Three separate groups of investors who are interested in financing a professional basketball franchise based in Louisville are reportedly expressing a willingness to help pay to bring Freedom Hall up to NBA standards. That cost may be around $150 million, said Jason Rittenberry, president and CEO of Kentucky Venues, the newly rebranded Kentucky State Fair Board. It oversees the state-owned, 60-year-old Freedom Hall situated in the center of the Kentucky Exposition Center.
In a recent interview, Louisville lawyer J. Bruce Miller said he is working with no fewer than three separate investment groups interested in backing Louisville’s effort to secure a pro basketball team. Miller said each of the three groups is aware that two other groups share the Louisville NBA ambition — but they don’t know who the potentially competing investors are. And Miller isn’t disclosing any names at this point.
Miller said one of the three groups actually would prefer playing at Freedom Hall, while the other two would prefer to play at the KFC Yum Center downtown. However, it’s possible a deal might not be viable to play at the Yum Center, where the University of Louisville has dibs on dates, suites and other considerations that the school probably isn’t anxious to relinquish. That leaves Freedom Hall.
Hurling a full-court shot at the city’s NBA dreams, a Metro Council committee unanimously approved a resolution Thursday that seeks to entice the league to consider bringing a franchise to Louisville.
Councilman Dan Johnson, D-21st District, sponsored the non-binding measure and said whether or not the league is looking to expand currently his measure shows potential investors the city is ready to negotiate. At his desk he sat an old Kentucky Colonels basketball from the American Basketball Association that was signed by former players during the nearly hour-long hearing.

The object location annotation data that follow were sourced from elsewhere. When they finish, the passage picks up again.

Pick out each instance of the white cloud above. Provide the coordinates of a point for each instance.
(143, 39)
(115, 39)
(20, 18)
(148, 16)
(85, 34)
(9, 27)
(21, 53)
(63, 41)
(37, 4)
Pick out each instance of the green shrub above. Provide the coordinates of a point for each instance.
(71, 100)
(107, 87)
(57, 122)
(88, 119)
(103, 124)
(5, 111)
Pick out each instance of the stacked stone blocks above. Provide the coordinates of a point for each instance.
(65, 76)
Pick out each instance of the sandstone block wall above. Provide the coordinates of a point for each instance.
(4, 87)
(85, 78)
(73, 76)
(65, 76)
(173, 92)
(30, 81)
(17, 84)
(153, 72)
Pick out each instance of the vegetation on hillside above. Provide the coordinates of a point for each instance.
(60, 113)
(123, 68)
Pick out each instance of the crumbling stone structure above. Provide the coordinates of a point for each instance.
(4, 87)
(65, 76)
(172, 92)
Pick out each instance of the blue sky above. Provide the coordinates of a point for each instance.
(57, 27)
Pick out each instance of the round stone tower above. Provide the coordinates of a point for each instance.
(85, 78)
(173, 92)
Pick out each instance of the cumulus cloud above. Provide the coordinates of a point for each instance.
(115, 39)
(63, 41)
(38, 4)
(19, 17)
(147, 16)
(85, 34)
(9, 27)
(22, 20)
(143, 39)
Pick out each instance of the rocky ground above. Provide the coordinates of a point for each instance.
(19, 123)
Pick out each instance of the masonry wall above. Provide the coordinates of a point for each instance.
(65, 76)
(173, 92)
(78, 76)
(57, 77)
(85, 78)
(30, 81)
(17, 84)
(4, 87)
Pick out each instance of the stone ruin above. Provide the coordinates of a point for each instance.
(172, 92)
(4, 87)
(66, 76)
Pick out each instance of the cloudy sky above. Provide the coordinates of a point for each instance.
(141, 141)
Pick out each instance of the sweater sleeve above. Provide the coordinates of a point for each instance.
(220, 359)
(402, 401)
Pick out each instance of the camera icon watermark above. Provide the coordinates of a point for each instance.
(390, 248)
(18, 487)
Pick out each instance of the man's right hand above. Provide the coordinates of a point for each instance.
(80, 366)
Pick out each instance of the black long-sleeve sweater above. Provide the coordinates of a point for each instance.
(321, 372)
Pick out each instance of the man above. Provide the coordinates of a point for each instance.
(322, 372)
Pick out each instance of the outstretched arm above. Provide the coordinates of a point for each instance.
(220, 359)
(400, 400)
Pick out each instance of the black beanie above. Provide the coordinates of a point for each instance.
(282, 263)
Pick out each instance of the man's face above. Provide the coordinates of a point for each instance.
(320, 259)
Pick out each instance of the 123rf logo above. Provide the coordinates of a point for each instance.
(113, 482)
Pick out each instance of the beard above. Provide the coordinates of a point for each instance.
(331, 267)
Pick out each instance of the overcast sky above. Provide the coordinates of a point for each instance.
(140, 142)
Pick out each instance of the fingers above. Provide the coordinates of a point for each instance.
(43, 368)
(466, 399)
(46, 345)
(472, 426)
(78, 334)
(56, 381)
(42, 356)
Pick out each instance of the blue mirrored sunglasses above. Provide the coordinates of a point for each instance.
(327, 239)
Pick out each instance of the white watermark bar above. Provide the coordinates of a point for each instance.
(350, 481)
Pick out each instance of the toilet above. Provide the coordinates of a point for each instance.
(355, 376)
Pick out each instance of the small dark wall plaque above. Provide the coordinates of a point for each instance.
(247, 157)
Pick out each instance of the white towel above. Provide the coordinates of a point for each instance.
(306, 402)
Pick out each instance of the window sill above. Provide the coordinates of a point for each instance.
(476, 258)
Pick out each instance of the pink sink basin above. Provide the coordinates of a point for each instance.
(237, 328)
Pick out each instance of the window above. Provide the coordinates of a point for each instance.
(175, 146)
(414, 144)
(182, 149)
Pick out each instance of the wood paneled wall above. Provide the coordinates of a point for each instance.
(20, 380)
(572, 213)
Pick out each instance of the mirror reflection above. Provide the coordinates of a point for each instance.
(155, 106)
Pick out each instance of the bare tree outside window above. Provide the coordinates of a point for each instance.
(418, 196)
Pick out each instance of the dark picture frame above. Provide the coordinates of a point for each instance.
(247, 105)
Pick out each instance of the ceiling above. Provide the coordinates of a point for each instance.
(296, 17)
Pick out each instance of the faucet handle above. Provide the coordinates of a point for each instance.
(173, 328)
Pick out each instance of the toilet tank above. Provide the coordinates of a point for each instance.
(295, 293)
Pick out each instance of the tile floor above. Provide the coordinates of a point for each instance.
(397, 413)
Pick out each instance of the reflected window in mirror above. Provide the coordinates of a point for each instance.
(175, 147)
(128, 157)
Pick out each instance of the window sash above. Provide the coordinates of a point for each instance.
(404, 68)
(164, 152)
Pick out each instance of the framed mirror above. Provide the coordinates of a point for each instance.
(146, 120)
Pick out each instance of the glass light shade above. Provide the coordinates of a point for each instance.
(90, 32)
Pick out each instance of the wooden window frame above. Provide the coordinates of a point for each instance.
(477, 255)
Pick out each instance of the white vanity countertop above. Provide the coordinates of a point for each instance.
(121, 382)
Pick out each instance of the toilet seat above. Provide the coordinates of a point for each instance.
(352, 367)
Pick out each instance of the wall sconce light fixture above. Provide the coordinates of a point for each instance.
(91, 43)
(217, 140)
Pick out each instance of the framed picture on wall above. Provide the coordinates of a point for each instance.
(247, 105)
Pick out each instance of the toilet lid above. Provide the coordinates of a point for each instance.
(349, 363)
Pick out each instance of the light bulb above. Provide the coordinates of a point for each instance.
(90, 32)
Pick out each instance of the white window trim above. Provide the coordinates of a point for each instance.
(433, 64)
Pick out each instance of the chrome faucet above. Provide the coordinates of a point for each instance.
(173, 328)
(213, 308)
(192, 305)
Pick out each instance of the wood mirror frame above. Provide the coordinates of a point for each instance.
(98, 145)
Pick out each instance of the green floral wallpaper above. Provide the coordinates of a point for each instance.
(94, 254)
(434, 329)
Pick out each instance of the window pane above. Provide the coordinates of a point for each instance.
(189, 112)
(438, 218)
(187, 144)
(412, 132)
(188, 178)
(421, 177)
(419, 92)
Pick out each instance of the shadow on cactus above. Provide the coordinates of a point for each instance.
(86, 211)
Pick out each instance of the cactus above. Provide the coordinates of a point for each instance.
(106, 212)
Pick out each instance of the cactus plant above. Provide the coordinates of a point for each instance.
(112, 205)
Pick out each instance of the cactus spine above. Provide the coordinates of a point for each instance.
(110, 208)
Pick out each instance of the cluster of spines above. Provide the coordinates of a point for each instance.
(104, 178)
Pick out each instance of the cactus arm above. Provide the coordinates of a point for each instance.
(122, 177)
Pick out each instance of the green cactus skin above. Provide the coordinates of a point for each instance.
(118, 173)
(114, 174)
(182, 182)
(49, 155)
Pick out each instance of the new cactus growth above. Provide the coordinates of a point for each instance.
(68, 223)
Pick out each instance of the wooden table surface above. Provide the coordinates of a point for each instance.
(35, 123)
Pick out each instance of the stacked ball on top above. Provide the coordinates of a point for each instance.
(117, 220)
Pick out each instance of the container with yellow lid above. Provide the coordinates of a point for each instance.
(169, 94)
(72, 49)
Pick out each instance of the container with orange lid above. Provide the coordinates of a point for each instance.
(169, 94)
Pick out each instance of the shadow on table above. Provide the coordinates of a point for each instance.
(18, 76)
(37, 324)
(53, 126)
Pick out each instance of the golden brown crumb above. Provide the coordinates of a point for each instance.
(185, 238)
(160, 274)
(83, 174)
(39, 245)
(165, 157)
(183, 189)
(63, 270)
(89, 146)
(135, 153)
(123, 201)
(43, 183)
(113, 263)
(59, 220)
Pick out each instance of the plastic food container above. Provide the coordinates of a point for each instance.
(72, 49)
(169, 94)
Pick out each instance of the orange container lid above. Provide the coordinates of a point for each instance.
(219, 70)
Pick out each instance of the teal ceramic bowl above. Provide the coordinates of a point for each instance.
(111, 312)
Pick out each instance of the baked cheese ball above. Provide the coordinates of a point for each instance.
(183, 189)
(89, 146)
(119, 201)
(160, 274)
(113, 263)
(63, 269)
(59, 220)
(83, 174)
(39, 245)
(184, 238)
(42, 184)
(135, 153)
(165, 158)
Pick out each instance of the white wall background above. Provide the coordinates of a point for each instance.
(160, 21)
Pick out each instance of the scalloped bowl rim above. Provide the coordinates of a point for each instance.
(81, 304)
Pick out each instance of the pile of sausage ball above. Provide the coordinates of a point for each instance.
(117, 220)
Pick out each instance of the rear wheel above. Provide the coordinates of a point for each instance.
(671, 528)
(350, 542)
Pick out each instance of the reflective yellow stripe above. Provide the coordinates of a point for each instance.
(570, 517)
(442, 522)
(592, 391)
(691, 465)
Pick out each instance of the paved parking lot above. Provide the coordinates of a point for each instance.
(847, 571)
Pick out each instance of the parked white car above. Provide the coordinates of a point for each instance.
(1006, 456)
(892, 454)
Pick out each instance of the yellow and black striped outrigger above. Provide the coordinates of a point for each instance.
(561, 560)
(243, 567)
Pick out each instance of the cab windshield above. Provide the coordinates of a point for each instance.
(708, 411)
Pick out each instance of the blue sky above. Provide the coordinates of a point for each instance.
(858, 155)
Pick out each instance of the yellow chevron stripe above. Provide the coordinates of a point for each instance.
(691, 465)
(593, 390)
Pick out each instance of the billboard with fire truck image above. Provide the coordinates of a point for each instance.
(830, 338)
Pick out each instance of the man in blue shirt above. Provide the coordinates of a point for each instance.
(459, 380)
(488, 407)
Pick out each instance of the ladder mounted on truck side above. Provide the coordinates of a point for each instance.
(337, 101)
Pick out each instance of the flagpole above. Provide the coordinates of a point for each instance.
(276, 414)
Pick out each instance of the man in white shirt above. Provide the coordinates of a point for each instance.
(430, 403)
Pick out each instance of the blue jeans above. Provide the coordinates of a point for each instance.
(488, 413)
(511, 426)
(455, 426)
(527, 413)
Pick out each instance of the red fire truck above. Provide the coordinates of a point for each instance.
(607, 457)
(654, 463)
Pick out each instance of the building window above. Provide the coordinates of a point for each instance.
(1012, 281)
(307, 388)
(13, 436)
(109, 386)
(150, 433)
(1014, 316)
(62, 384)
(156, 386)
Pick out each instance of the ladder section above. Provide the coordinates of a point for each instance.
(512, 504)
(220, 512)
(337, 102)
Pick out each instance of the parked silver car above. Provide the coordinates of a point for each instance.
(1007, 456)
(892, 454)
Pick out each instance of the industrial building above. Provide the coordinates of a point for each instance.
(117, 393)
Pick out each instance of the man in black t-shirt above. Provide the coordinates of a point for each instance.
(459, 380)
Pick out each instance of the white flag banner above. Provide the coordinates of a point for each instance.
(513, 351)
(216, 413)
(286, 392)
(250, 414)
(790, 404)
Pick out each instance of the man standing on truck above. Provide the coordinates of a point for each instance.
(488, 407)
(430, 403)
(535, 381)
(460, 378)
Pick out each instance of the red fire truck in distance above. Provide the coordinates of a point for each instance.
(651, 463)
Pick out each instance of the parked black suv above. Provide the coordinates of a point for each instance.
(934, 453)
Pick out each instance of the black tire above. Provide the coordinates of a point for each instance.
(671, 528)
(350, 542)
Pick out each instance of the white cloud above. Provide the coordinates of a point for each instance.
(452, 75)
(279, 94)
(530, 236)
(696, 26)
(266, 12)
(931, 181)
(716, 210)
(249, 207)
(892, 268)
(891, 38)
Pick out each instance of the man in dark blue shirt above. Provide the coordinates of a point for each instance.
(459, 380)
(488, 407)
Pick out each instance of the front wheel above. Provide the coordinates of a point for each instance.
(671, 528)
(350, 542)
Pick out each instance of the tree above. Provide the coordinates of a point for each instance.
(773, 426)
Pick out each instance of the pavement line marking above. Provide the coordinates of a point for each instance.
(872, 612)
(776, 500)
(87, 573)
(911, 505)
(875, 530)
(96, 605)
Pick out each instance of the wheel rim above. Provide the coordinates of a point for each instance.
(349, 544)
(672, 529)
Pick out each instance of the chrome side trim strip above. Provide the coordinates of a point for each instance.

Economists have said it would cost at least $1 billion for an individual or groups of investors to buy an NBA franchise. Those experts also said that the KFC Yum! Center’s lease agreement — which has the University of Louisville as the main tenant — would be another obstacle. Daniel Bauer, director of Bellarmine University’s Sports Administration program, said it would cost more than $300 million to convert Freedom Hall out at the Fairground into an NBA-caliber facility.